Christians who fall prey to the snare of “public righteousness” and “civil religion” and “political salvation” and “moral behavior” as the measure and standard of being a Christian are falling back to standing on a “ground without foundation” rather than laying the foundation of their life and faith “on the rock” of Scripture and Christ.

We are not to be “apostles” or “sent ones,” as the governor would commission us, of a new gospel or religion. When Christ sent out His Apostles, He sent them out to preach “Christ and Him crucified” (1 Corinthians 2:2). The Apostles refrained from putting any obstacle—any moral and self-righteous behavior or requirement—in the way of those they were sent to. There were those saying, “Unless you are circumcised according to the custom of Moses, you cannot be saved.” (Acts 15:1) But what did the Apostles “lay down”? Did they back up circumcision or some other good work? Did they add more requirements “to be saved?” No. Here is their response:

“Then it seemed good to the apostles and the elders, with the whole church, to choose men from among them and send them to Antioch with Paul and Barnabas. They sent Judas called Barsabbas, and Silas, leading men among the brothers, 23 with the following letter: “The brothers, both the apostles and the elders, to the brothers who are of the Gentiles in Antioch and Syria and Cilicia, greetings. 24 Since we have heard that some persons have gone out from us and troubled you with words, unsettling your minds, although we gave them no instructions, 25 it has seemed good to us, having come to one accord, to choose men and send them to you with our beloved Barnabas and Paul, 26 men who have risked their lives for the name of our Lord Jesus Christ. 27 We have therefore sent Judas and Silas, who themselves will tell you the same things by word of mouth. 28 For it has seemed good to the Holy Spirit and to us to lay on you no greater burden than these requirements: 29 that you abstain from what has been sacrificed to idols, and from blood, and from what has been strangled, and from sexual immorality. If you keep yourselves from these, you will do well. Farewell.” (Acts 15:22-29) Just to be clear, the Apostles decided to “lay on you no greater burden”.
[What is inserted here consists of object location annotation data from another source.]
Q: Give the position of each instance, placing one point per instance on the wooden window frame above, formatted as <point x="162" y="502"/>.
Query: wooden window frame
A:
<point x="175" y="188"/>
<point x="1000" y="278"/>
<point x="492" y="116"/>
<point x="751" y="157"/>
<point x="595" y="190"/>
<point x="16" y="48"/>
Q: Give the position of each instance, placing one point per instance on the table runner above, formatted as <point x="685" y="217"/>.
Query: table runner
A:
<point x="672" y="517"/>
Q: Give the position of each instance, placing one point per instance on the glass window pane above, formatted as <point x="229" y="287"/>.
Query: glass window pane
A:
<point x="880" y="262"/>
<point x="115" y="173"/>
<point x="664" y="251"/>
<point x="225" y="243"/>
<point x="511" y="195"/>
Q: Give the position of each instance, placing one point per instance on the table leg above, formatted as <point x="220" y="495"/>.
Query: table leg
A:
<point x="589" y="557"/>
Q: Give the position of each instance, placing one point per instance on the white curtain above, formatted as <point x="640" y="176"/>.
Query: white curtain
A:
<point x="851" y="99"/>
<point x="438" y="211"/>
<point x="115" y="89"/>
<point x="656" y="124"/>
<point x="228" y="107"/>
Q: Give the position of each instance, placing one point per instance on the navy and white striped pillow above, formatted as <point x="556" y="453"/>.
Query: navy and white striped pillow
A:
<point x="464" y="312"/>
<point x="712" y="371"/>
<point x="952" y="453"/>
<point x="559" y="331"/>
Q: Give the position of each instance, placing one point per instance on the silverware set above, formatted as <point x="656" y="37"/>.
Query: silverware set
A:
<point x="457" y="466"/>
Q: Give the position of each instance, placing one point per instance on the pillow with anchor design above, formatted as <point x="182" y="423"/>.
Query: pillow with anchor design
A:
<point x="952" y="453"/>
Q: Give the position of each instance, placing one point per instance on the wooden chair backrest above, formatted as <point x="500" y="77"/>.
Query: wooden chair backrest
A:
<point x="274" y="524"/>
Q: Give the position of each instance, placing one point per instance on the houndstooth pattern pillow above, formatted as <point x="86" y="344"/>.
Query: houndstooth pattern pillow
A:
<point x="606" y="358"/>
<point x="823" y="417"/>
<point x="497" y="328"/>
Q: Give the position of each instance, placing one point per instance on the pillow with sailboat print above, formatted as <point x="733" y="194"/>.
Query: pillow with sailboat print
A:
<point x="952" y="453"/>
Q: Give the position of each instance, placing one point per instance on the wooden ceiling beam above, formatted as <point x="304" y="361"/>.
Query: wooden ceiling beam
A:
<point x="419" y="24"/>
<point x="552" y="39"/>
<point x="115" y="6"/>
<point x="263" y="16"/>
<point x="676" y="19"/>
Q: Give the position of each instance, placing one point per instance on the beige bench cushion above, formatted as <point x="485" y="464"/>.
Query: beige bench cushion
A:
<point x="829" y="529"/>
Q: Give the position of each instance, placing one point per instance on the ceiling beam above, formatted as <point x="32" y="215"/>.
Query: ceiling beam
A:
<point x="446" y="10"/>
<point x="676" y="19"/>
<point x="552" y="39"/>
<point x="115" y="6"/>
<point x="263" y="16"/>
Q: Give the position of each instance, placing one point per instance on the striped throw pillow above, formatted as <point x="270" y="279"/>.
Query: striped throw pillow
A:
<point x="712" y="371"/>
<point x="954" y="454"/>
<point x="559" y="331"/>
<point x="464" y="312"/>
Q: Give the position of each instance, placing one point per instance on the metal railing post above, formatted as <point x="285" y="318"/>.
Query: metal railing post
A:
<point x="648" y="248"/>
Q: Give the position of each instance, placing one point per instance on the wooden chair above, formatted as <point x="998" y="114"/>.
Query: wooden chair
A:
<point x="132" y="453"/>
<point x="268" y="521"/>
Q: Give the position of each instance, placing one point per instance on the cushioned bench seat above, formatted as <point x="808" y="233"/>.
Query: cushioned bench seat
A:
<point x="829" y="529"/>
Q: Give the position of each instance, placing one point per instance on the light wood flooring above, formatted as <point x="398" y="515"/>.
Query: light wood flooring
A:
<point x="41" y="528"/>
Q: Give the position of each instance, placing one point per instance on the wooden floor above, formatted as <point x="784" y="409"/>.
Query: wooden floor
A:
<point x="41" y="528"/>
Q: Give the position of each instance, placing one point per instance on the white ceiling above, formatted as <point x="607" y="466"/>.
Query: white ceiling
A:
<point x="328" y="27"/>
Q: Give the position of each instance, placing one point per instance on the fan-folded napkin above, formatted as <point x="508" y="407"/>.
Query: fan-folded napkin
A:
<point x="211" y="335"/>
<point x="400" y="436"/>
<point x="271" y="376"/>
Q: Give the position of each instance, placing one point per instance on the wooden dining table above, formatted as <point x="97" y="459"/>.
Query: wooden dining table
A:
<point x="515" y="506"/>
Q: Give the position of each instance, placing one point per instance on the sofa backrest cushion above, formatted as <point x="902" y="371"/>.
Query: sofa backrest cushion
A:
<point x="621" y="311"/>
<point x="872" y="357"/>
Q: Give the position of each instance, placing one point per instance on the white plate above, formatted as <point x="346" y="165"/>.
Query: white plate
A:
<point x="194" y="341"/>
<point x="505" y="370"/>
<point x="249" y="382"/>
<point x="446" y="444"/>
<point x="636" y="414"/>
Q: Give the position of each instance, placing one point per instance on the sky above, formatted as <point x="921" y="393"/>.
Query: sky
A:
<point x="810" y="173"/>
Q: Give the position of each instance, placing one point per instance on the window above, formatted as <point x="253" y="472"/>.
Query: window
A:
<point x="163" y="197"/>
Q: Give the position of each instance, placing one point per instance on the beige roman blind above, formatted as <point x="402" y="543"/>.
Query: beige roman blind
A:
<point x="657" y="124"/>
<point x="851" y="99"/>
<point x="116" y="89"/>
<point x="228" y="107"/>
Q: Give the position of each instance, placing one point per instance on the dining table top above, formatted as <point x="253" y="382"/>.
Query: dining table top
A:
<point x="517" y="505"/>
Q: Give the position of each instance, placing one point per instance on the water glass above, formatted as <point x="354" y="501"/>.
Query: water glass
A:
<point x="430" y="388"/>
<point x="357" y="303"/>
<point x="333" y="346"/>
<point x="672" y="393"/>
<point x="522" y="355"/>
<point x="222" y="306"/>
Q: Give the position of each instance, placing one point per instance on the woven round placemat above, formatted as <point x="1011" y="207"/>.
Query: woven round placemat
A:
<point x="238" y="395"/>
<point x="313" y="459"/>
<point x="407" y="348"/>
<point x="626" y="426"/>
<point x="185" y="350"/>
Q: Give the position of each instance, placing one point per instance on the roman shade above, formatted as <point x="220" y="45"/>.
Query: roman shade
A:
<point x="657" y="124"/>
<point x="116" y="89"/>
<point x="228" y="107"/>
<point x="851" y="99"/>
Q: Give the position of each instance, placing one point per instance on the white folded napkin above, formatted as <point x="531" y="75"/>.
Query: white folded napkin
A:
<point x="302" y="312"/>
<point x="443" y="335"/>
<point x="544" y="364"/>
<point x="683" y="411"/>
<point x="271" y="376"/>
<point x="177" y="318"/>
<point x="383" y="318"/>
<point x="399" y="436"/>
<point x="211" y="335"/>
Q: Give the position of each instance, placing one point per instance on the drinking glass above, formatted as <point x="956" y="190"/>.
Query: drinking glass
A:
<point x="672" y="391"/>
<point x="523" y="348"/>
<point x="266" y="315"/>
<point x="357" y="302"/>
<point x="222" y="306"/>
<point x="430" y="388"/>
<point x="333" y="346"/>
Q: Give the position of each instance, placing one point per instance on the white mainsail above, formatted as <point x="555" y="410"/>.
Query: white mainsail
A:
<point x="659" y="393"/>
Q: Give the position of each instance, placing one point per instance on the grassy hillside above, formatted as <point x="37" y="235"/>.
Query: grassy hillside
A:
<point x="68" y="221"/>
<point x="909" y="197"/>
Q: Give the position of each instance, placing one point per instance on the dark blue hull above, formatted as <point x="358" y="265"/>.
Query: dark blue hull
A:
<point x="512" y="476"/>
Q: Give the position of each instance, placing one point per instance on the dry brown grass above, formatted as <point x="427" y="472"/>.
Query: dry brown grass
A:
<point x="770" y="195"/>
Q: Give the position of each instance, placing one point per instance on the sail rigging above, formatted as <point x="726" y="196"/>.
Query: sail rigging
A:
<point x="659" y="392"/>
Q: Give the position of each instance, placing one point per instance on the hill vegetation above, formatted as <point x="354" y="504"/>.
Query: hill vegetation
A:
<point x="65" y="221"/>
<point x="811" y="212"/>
To speak of “what God wants” and of loving and protecting your neighbor, I would humbly say the governor should begin here: consider standing up and publicly asking forgiveness of the families who lost loved ones in nursing homes around the state. The State’s lack of love for neighbor and protection of the vulnerable has been proven. But when was the last time a public leader took responsibility publicly and asked forgiveness from those they lead? I can’t recall such a moment. I do remember Jesus saying true leadership is not lording it over those you serve, but rather taking a towel, washing feet, and becoming a servant of those you lead.

Again, this is not about the merit of a covid vaccine. This is about conscripting God and manipulating a vaccine as mandatory proof of our faith in Him and our love for our neighbor. Elim Grace, put your faith in Christ and, as Augustine preached and lived, “Love God and do whatever you please: for the soul trained in love to God will do nothing to offend the One who is Beloved.” For those who have ears to ear, let them hear.